Yeryüzünde İki Sürgün

“hepsi beyhudeymiş
ey vatanım
henüz vaktimiz varken
gel dostça ayrılalım”

(Juan Goytisolo, Kimlik Belirtileri,
çev. Neyire Gül Işık)



Becky

San Antonio Spurs, yeni sezonun dördüncü maçı için Madison Square Garden’da. Takım üçüncü çeyrekte iyi sinyaller vermiyor, bir ara hücum ritmi tamamen kayboluyor. 82 maçlık bir takvimin en önemsiz görünen durağında dahi sezon için belirleyici bir şeyle karşılaşılabileceğini bilecek kadar uzun süredir şampiyonluk mücadelesi veriyorlar. Son çeyrek öncesinde altı kişilik geniş asistan kadrosu Gregg Popovich’in yanında saf tutmuş, koçun söylediklerine kulak veriyor. Bir açık kalp ameliyatındaki doktorlar kadar ciddi görünüyorlar.

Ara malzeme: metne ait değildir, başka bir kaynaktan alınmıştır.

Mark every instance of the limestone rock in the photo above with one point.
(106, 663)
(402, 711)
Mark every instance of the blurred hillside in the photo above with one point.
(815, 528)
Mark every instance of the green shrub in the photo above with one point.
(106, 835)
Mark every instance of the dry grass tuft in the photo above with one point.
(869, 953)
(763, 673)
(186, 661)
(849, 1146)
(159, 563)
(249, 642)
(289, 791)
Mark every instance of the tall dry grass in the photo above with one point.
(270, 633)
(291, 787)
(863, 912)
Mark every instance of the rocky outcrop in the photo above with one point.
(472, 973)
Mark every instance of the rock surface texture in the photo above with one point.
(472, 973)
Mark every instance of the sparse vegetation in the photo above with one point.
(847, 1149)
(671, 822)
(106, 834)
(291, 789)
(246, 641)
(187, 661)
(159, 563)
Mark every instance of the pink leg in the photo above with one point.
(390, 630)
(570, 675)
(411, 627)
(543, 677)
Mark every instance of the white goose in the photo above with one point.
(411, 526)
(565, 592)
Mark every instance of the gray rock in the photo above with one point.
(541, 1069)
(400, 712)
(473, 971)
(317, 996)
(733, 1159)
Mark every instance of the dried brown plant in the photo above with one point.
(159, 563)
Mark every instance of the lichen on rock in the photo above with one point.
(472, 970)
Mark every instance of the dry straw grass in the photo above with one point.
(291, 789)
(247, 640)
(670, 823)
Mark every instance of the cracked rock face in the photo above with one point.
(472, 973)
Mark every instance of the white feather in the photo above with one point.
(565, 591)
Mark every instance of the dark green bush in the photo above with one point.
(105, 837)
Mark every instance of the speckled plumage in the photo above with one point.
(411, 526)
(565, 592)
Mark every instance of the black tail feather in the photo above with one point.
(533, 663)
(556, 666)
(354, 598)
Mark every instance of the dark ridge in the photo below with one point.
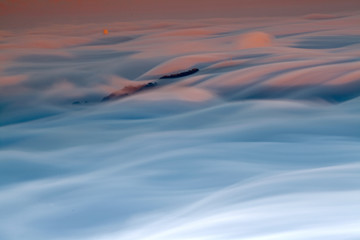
(129, 90)
(181, 74)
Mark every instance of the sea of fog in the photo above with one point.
(262, 143)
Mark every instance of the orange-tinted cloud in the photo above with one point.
(27, 11)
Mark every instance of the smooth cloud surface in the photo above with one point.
(261, 143)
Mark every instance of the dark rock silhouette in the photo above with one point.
(128, 90)
(181, 74)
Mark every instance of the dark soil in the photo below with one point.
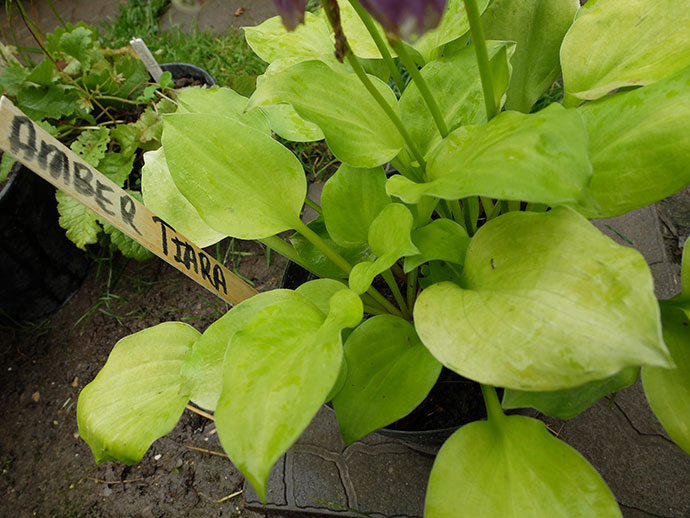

Asistanlardan bir tanesi için burası herhangi bir durak değil. Becky Hammon, kadın basketbolunda ortalama bir programa sahip olan Colorado State’i saygın bir konuma yükseltmekle geçirdiği dört yılın ardından 1999 WNBA seçmelerine girmiş, ancak adı okunan 50 oyuncudan biri olamamıştı. Sebebini anlamak zor değildi; çok değerli draft hakkını 1.68 boyunda, yavaş bir beyaz oyuncudan yana kullanacak kadar açık görüşlü bir takım yöneticisi çıkmamıştı. Bu büyük etiketlerin sahada gördükleri oyun zekasını, top hakimiyetini ve şut kabiliyetini gölgelemesine izin veriyorlardı. Hiç kimsenin onlara Becky Hammon’ı neden pas geçtiklerini sormayacaklarından emin olmaları da işlerini kolaylaştırıyordu muhakkak. Sonunda ona bir şans vermeye cüret eden ve sezon öncesi kampına çağıran takım New York Liberty oldu.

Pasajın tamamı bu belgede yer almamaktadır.